Microporous polymer microspheres with amphoteric character for the solid-phase extraction of acidic and basic analytes

Identifier:  imarina:8504709

Handle: https://hdl.handle.net/20.500.11797/imarina8504709

Authors:  Nadal, JC; Anderson, KL; Dargo, S; Joas, I; Salas, D; Borrull, F; Cormack, PAG; Marcé, RM; Fontanals, N

Abstract:
Solid-phase extraction (SPE) is a widely-used and very well-established sample preparation technique for liquid samples. An area of on-going focus for innovation in this field concerns the development of new and improved SPE sorbents that can enhance the sensitivity and/or the selectivity of SPE processes. In this context, mixed-mode ion-exchange sorbents have been developed and commercialised, thereby allowing enhanced capacity and selectivity to be offered by one single material. The ion-selectivity of these materials is such that either anion-exchange or cation-exchange is possible, however one limitation to their use is that more than one sorbent type is required to capture both anions and cations. In this paper, we disclose the design, synthesis and exploitation of a novel SPE sorbent based on microporous polymer microspheres with amphoteric character. We show that it is possible to switch the ion-exchange retention mechanism of the sorbent simply by changing the pH of the loading solution; anion-exchange dominates at low pH, cation-exchange dominates at high pH, and both mechanisms can contribute to retention when the polymer-bound amphoteric species, which are based on the alpha-amino acid sarcosine (N-methylglycine), are in a zwitterionic state.
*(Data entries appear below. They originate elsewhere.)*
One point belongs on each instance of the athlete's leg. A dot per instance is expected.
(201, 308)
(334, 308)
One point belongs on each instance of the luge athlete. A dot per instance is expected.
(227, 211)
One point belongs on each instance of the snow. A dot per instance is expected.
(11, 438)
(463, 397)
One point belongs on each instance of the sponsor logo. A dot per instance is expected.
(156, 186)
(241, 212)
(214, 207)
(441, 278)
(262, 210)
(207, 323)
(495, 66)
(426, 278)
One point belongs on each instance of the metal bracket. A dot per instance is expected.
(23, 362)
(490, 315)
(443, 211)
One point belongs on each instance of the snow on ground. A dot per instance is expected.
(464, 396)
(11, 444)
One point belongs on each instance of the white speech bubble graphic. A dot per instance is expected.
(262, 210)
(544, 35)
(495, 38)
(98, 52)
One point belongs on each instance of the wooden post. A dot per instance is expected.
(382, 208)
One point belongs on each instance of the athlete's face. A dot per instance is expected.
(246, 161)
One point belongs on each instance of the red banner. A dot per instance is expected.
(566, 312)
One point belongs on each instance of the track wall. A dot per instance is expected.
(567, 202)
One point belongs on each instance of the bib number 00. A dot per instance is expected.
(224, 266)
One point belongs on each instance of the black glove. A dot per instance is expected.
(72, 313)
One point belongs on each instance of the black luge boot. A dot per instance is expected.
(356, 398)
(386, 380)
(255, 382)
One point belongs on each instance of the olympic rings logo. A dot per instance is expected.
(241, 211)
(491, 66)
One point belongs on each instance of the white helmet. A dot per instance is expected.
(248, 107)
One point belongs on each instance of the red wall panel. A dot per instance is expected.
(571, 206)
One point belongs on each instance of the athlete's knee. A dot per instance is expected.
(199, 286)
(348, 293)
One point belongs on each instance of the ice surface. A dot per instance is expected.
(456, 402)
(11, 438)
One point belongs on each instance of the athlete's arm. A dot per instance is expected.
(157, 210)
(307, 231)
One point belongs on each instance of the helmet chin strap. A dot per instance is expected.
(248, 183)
This is an interesting and useful feature, since it allows distinctly different groups of analytes (acids and bases) to be fractionated using one single amphoteric sorbent with dual-functionality. The sarcosine-based sorbent was applied to the SPE of acidic, basic and amphoteric analytes from ultrapure water, river water and effluent wastewater samples. Under optimised conditions (loading 100 mL of sample at pH 6, washing with 1 mL of MeOH and eluting with an acidic or basic additive in MeOH) the recoveries for most of the compounds were from 57% to 87% for river water and from 61% to 88% for effluent wastewater. We anticipate that these results will lay the basis for the development of a new family of multifunctional sorbents, where two or more separation mechanisms can be embedded within one single, bespoke material optimised for application to challenging chemical separations to give significant selectivity advantages over essentially all other state-of-the-art SPE sorbents. (c) 2020 Elsevier B.V. All rights reserved.